WASHINGTON — Republicans escalated a rhetorical war with Democrats over political advertising on Thursday, as the Senate voted 72 to 25 to condemn an attack on the U.S. commander in Iraq by the liberal activist group MoveOn.org.
President Bush entered the fray for the first time, describing a newspaper ad sponsored by MoveOn.org -- which ridiculed Army Gen. David H. Petraeus as "General Betray Us" -- as "disgusting."
"I felt like the ad was an attack not only on Gen. Petraeus, but on the U.S. military," Bush said at a news conference. "Most Democrats are [more] afraid of irritating a left-wing group like MoveOn.org . . . than they are of irritating the United States military. That was a sorry deal."
The full-page ad was published in the New York Times on Sept. 10, the first day Petraeus testified before Congress on conditions in Iraq. It has sparked a controversy fueled by Republican politicians who believe that it cast a pall over their Democratic opponents.
"The ad was, by any standard, abhorrent," Senate Minority Leader Mitch McConnell (R-Ky.) said before Thursday's vote. "It accused a four-star general who has the trust and respect of 160,000 men and women in Iraq of betraying that mission and those troops, of lying to them and to us. Who would have ever expected anybody to go after a general in the field at a time of war, launch a smear campaign against a man we've entrusted with our mission in Iraq?"
MoveOn.org defended the ad.
"What's disgusting is that the president has more interest in political attacks than developing an exit strategy to get our troops out of Iraq and end this awful war," said Eli Pariser, executive director of MoveOn.org's political action committee. "The president has no credibility on Iraq: He lied repeatedly to the American people to get us into the war. Most Americans oppose the war and want us to get out."

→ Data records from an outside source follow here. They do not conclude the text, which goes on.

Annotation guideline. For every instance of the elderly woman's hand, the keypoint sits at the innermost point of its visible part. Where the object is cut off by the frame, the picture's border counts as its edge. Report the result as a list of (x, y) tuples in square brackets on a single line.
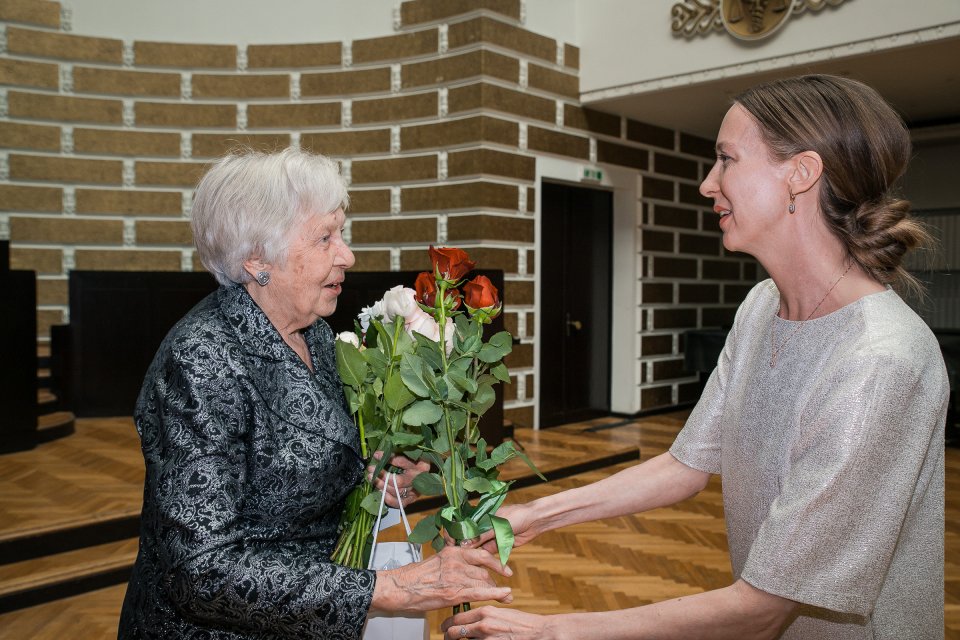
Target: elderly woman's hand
[(497, 622), (408, 470), (451, 577)]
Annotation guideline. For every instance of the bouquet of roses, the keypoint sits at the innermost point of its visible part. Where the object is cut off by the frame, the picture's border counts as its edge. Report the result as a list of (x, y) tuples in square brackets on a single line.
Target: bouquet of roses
[(418, 376)]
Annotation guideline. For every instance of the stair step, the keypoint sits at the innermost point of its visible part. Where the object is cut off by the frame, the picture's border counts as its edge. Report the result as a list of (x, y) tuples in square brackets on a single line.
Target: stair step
[(25, 544), (37, 580), (55, 425), (45, 396)]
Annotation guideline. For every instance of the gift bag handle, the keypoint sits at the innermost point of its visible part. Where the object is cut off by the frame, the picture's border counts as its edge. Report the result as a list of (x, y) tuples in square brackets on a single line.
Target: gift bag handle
[(403, 516)]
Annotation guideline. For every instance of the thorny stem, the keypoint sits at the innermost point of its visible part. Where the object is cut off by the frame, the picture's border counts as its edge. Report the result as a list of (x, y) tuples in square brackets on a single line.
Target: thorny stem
[(442, 323)]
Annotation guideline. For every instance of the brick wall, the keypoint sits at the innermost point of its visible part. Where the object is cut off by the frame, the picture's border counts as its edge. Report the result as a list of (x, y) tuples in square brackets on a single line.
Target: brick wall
[(438, 128)]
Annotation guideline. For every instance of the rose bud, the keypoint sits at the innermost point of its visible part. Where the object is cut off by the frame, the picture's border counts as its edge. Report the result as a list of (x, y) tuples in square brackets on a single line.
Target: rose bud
[(482, 298), (450, 263), (426, 286)]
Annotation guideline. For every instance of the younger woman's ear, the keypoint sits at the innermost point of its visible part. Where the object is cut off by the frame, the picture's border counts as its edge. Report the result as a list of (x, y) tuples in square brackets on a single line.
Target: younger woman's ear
[(807, 169), (253, 265)]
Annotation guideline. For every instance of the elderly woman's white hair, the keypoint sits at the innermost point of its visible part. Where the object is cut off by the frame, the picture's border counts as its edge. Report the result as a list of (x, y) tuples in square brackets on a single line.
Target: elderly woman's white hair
[(248, 203)]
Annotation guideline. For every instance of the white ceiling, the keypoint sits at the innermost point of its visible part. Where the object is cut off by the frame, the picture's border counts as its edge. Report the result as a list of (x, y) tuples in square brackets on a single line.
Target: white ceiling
[(921, 81)]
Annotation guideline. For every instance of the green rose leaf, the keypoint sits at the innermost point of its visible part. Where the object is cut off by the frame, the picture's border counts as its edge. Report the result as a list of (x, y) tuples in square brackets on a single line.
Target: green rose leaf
[(480, 485), (411, 371), (371, 503), (425, 531), (353, 402), (428, 484), (405, 439), (377, 360), (396, 394), (500, 372), (483, 399), (500, 345), (502, 341), (350, 364), (471, 344), (466, 530), (467, 384), (422, 412), (504, 534)]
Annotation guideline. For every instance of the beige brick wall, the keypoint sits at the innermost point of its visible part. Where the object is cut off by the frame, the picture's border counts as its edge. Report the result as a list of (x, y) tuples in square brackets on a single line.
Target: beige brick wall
[(436, 128)]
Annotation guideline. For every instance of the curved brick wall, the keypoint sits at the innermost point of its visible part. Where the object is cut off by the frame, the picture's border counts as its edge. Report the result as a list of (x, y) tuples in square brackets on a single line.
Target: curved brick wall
[(438, 128)]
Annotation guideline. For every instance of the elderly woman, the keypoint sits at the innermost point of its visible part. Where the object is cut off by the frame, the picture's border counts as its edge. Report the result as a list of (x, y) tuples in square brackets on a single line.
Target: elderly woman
[(825, 414), (249, 449)]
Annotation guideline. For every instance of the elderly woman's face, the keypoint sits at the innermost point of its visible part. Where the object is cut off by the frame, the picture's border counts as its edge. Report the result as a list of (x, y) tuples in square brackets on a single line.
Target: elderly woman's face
[(750, 192), (309, 283)]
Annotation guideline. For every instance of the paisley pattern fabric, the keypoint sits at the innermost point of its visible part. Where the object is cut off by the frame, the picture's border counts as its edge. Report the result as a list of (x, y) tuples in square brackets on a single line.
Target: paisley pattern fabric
[(249, 456)]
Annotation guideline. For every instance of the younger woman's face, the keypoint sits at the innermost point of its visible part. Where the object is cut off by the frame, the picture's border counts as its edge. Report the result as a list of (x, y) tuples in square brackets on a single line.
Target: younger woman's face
[(749, 189)]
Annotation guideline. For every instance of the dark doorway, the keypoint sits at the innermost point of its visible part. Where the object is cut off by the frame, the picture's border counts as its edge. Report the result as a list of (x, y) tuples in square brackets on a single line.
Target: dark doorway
[(575, 303)]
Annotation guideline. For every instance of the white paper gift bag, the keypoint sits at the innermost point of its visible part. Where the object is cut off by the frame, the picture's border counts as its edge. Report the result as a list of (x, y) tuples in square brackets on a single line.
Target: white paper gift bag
[(390, 555)]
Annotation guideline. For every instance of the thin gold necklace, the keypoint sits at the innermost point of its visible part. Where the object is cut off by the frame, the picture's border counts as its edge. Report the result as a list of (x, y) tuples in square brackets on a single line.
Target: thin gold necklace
[(775, 350)]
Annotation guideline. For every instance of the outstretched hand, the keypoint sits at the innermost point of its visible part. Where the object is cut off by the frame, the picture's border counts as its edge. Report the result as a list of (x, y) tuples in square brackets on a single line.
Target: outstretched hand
[(408, 470), (521, 521), (496, 623), (451, 577)]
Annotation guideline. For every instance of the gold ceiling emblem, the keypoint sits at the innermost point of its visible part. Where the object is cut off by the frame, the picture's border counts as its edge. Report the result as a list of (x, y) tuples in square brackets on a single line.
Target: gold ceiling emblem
[(743, 19)]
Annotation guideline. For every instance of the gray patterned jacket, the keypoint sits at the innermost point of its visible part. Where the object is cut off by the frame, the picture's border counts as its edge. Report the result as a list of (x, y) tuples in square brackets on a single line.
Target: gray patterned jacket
[(249, 457)]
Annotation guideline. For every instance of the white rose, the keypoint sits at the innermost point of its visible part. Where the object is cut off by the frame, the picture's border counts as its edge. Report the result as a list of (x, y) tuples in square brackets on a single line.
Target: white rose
[(349, 336), (425, 325), (368, 313), (399, 301)]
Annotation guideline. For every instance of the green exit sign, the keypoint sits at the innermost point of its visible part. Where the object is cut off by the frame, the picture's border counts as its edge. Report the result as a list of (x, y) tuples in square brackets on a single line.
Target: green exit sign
[(594, 175)]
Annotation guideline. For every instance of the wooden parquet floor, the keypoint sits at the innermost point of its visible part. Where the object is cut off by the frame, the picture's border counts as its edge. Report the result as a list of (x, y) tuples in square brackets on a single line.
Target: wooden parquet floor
[(615, 563)]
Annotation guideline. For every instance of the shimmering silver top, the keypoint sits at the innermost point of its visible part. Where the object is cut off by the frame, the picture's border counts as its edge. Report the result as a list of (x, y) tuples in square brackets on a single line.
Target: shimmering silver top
[(832, 464)]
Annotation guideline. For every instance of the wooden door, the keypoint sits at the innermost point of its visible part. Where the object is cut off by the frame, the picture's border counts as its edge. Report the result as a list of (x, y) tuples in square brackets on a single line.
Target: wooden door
[(575, 303)]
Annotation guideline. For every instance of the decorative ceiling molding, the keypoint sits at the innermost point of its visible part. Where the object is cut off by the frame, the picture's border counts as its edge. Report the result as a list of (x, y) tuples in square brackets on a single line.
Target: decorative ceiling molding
[(892, 41), (743, 19)]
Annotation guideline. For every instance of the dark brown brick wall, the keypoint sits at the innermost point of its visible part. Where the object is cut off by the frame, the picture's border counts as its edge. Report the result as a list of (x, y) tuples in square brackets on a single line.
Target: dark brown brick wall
[(147, 168)]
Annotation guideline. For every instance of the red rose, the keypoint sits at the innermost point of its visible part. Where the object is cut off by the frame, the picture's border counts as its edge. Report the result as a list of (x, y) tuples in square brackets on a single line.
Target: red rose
[(480, 293), (426, 286), (450, 263)]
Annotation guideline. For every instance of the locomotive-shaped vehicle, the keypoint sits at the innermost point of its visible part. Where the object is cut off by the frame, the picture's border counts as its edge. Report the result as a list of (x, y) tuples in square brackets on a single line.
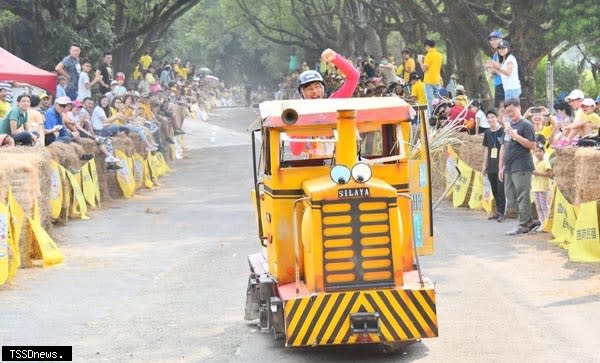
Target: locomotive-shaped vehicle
[(343, 215)]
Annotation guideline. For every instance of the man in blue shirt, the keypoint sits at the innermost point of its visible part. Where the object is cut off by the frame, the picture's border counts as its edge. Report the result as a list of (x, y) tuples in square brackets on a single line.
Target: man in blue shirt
[(494, 39), (54, 127)]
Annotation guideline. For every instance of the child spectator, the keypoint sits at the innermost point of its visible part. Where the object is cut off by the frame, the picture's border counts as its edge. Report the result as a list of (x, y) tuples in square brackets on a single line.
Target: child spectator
[(540, 185), (493, 139)]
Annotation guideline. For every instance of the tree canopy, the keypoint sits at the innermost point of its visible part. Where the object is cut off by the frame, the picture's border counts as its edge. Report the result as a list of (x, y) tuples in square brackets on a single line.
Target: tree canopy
[(251, 41)]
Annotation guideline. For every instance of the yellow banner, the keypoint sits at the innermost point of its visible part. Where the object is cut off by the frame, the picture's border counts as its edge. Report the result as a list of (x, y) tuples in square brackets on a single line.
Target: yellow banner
[(51, 254), (16, 225), (87, 186), (78, 207), (94, 175), (586, 244), (461, 188), (56, 190), (125, 174), (487, 199), (476, 199), (138, 170), (4, 235), (563, 224)]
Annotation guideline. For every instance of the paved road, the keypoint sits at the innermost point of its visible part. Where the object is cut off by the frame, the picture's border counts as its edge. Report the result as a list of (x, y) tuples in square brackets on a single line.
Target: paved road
[(170, 285)]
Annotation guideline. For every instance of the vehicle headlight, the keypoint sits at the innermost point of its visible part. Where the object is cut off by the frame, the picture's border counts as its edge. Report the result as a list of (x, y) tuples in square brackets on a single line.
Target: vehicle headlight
[(340, 174), (361, 172)]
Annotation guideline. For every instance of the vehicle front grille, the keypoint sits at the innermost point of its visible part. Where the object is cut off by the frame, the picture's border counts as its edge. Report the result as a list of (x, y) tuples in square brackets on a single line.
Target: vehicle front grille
[(357, 249)]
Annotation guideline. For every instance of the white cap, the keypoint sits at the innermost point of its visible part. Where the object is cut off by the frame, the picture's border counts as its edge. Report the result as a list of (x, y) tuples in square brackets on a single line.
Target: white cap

Sponsored by Sen. John Cornyn (R-Texas), the amendment to the defense authorization bill condemned "personal attacks on the honor and integrity of Gen. Petraeus and all members of the United States armed forces."
The amendment split Democrats -- 22 voted for it, including California's Dianne Feinstein, and 24 against, including California's Barbara Boxer. It also split the chamber's two independents, with Joe Lieberman of Connecticut in favor and Bernie Sanders of Vermont opposed.
Sen. Barack Obama (D-Ill.), a Democratic presidential candidate, did not vote in protest of what he described as a "stunt designed only to score cheap political points."
"It's precisely this kind of political game-playing that makes most Americans cynical about Washington's ability to solve America's problems," he said in a statement. "By not casting a vote, I registered my protest against this empty politics."
Another presidential candidate, Sen. Joseph R. Biden Jr. (D-Del.), also did not vote; his staff said he was traveling all day in Iowa.
The remaining Democratic presidential candidates, Sens. Hillary Rodham Clinton of New York and Christopher J. Dodd of Connecticut, voted against the amendment. The two Republican senators running for president -- Sam Brownback of Kansas and John McCain of Arizona -- voted for it.
One Republican candidate, former Massachusetts Gov. Mitt Romney, immediately used the vote to attack the Democratic front-runner.
"Hillary Clinton had a choice. She could stand with our troop commander in Iraq, or she could stand with the libelous left wing of her party. She chose the latter," Romney said in a statement. "The idea that she would be a credible commander-in-chief of our armed forces requires the willing suspension of disbelief."